Necessary Tools and Ingredients
- water kefir grains
- non Chlorinated water
- glass container large enough to hold your ingredients
- cover, either breathable or airtight
- stainless steel, plastic or nylon strainer
- optional extra nutrients (egg shell, molasses, sucanat/rapadura, etc)
Making Water Kefir
- 1 tablespoon water kefir grains
- 1 cup water
- 1 tablespoon sugar
- optional minerals (choose 1 or 2 per batch if you add any at all): half egg shell, pinch of sucanat/rapadura, ¼ tsp molasses, small pinch high quality salt, pinch coconut sugar, pinch baking soda
Instructions (first fermentation)
- Place your water kefir grains, water and sugar into your large glass container. Optionally add egg shell, molasses or sucanat/rapadura.

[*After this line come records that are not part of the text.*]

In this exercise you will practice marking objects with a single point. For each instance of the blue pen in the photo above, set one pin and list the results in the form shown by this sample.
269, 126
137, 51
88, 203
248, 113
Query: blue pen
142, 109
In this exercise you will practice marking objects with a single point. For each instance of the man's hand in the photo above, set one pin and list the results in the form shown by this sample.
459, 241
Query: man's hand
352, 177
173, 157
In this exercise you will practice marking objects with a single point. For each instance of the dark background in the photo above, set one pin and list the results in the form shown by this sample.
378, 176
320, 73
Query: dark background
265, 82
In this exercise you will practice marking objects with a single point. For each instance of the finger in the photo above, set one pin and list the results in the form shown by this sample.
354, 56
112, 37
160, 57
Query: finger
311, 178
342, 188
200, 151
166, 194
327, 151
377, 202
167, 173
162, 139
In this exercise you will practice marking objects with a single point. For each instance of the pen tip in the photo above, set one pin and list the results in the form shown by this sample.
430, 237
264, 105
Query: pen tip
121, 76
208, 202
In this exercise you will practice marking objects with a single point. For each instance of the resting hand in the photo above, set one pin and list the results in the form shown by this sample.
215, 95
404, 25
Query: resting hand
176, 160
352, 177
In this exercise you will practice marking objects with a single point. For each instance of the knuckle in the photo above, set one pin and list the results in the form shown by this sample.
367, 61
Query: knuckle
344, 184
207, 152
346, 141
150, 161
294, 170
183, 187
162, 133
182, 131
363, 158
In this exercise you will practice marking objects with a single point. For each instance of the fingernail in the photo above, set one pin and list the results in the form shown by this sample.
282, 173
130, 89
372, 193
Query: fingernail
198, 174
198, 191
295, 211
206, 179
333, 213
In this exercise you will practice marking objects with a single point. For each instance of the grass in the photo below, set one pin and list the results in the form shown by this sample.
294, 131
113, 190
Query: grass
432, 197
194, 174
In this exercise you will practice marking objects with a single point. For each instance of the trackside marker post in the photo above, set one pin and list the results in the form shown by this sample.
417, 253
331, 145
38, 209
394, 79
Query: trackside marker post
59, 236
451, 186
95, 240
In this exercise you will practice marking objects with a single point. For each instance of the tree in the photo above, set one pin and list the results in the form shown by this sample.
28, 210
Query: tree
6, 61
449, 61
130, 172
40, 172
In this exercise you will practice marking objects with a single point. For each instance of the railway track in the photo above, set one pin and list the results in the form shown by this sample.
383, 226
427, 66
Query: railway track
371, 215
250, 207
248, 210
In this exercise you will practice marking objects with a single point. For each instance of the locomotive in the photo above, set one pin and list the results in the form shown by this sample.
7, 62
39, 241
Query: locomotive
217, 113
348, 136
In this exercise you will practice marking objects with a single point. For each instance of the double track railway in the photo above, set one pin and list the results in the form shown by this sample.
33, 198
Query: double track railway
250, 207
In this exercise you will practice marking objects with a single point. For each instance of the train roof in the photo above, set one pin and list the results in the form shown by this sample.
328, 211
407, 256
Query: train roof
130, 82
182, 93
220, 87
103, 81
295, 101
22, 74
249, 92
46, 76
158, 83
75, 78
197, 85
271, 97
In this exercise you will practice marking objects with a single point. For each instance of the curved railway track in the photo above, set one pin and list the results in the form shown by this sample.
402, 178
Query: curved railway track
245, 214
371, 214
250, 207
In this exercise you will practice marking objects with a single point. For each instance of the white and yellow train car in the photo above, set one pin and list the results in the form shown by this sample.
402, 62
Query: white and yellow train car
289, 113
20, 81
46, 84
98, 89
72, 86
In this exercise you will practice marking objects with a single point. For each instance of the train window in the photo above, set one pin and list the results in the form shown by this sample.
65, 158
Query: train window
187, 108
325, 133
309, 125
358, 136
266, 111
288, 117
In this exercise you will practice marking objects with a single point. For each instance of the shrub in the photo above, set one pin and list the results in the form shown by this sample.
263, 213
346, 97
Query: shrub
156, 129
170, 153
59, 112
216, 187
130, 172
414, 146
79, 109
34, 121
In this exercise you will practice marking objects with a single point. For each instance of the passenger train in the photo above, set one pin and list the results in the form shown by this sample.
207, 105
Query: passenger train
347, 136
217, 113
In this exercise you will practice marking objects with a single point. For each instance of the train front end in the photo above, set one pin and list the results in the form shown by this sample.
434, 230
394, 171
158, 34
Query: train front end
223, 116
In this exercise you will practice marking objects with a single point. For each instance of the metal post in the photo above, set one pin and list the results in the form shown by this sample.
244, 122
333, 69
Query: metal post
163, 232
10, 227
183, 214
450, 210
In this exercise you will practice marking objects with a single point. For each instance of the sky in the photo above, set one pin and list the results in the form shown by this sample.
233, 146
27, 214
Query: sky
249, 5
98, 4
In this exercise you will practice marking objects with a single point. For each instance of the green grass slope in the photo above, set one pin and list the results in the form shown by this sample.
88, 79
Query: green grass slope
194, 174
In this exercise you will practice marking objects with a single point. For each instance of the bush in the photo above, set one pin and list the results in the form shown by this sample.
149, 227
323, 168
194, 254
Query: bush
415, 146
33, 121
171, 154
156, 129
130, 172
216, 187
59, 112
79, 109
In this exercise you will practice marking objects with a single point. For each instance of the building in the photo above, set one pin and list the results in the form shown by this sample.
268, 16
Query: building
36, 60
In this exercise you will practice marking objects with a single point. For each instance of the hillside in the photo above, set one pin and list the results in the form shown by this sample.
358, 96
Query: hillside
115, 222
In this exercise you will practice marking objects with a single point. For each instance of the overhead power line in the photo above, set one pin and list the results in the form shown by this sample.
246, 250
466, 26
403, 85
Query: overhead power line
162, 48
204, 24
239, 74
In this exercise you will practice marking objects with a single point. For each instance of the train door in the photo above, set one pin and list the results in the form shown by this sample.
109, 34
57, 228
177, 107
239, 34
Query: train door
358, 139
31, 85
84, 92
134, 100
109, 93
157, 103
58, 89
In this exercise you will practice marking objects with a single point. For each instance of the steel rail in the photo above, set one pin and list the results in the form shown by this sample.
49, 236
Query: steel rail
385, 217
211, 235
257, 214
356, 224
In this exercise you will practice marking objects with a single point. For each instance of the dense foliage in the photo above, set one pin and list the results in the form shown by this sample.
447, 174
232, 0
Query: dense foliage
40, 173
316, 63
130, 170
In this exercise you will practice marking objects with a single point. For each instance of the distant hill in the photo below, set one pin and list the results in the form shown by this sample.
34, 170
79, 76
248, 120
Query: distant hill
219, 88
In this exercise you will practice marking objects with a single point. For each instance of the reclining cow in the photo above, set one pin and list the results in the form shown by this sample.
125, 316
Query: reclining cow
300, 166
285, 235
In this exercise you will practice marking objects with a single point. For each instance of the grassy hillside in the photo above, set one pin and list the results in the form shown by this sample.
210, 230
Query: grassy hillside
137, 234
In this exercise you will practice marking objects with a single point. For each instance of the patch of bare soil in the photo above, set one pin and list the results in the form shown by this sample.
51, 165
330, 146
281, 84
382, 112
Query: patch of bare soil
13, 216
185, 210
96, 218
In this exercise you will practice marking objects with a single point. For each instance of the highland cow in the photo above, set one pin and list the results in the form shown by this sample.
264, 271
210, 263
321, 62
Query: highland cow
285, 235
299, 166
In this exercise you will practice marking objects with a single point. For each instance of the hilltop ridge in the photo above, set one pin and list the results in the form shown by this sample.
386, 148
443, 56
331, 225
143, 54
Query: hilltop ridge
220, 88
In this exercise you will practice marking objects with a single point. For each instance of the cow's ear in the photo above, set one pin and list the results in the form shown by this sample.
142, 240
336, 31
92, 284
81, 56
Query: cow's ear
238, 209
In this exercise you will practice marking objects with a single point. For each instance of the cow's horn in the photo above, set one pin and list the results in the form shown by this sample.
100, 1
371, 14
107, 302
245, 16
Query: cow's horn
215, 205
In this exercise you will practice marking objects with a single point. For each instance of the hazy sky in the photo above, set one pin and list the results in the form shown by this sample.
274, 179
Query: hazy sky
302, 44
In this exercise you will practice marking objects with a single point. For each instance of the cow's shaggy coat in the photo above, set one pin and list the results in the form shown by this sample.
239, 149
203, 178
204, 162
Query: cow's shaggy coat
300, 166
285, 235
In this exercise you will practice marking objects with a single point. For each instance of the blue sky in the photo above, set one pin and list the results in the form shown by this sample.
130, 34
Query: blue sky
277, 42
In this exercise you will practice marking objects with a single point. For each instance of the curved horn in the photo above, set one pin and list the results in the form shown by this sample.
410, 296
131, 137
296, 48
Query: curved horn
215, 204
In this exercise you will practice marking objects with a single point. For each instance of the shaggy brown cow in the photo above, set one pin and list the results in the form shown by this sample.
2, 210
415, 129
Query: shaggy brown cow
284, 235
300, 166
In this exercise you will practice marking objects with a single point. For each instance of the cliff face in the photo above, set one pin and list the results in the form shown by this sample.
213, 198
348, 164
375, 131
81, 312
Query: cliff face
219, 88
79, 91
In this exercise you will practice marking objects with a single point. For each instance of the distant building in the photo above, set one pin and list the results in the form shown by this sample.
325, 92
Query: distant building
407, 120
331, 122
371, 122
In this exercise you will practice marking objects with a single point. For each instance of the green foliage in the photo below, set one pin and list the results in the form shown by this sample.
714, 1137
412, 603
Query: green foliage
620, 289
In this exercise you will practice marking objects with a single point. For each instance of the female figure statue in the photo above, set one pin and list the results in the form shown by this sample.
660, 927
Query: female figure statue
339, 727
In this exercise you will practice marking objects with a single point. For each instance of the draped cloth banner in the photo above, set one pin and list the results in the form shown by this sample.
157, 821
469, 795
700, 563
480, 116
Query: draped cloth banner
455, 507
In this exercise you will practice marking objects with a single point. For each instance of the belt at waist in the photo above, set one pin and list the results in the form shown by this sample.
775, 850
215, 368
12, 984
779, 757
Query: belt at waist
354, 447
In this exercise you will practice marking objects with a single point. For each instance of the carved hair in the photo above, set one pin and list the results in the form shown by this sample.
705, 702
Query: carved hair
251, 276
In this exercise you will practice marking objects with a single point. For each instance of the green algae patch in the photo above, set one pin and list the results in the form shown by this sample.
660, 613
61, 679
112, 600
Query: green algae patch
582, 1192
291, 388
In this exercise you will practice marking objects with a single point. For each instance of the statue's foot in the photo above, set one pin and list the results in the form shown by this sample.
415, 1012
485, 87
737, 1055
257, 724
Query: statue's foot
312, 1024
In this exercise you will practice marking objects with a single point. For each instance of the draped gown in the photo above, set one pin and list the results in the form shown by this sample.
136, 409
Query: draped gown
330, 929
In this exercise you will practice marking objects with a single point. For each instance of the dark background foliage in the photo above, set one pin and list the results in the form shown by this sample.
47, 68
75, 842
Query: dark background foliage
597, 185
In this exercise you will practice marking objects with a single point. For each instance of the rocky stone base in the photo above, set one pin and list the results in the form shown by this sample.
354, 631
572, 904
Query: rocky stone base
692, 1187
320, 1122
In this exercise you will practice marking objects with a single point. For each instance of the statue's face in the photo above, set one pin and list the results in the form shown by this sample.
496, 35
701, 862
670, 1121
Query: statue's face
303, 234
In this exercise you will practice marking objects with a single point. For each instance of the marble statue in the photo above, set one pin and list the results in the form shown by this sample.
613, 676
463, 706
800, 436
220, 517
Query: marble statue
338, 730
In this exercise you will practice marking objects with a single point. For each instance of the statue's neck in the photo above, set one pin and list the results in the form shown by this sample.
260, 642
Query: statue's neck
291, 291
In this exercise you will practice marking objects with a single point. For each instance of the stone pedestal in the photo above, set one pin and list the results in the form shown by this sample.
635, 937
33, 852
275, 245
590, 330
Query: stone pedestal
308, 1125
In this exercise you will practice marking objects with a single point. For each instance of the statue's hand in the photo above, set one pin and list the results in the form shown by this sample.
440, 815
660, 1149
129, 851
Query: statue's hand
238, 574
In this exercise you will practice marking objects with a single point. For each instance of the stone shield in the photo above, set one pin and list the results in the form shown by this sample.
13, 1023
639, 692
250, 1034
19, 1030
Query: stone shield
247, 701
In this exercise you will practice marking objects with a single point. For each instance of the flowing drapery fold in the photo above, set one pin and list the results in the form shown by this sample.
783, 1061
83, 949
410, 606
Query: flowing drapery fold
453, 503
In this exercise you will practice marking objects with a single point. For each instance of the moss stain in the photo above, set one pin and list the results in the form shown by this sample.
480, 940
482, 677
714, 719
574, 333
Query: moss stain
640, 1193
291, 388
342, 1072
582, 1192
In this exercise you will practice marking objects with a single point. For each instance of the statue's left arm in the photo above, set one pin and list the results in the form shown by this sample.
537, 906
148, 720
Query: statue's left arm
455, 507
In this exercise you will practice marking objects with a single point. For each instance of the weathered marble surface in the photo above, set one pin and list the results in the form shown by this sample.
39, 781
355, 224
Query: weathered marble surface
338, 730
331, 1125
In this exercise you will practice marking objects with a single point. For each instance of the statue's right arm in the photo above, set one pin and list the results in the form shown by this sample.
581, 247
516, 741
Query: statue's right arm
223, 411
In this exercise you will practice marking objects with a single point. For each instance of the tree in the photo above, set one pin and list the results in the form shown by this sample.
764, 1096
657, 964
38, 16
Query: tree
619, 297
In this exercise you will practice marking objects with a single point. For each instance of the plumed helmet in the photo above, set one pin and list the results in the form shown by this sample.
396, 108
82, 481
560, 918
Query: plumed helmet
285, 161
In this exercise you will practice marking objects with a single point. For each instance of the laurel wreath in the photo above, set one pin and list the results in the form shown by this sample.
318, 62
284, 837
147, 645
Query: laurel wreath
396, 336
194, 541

- Cover the jar and place in a warm area (70°-80° Fahrenheit), out of sunlight, for approximately 48 hours.
- After 48 hours, strain the grains using a fine mesh strainer and place the grains back into the jar.
- Repeat the feeding process for your grains.
- Your water kefir is now ready to be used.
Instructions (second fermentation – adding flavoring and getting fizz)
- Place your prepared water kefir from the first fermentation (previous steps), optionally add in flavorings (juices, fruit pieces, tea, etc.), into a tight sealing bottle (check here for bottle recommendations) and let sit for several days to build gas for a fizzy soda like drink. This can take between 1-5 days depending on the temperature. Click here for water kefir recipes.
- After the fizz has built up to your liking, refrigerate the water kefir. This will slow down the fermentation of the drink, however it will still continue to ferment, so if left for an excessive amount of time it can become alcoholic.
- It is important to use the proper bottles, ones specifically meant for storing items under pressure. Using bottles not meant for pressure can result in explosions which can mean serious injury to you or others in your home. Click here for the bottles we recommend you use with your water kefir.
- Burp your bottles to get an idea of how much pressure is building, do this every 8-12 hours until you get an idea of when they should be refrigerated.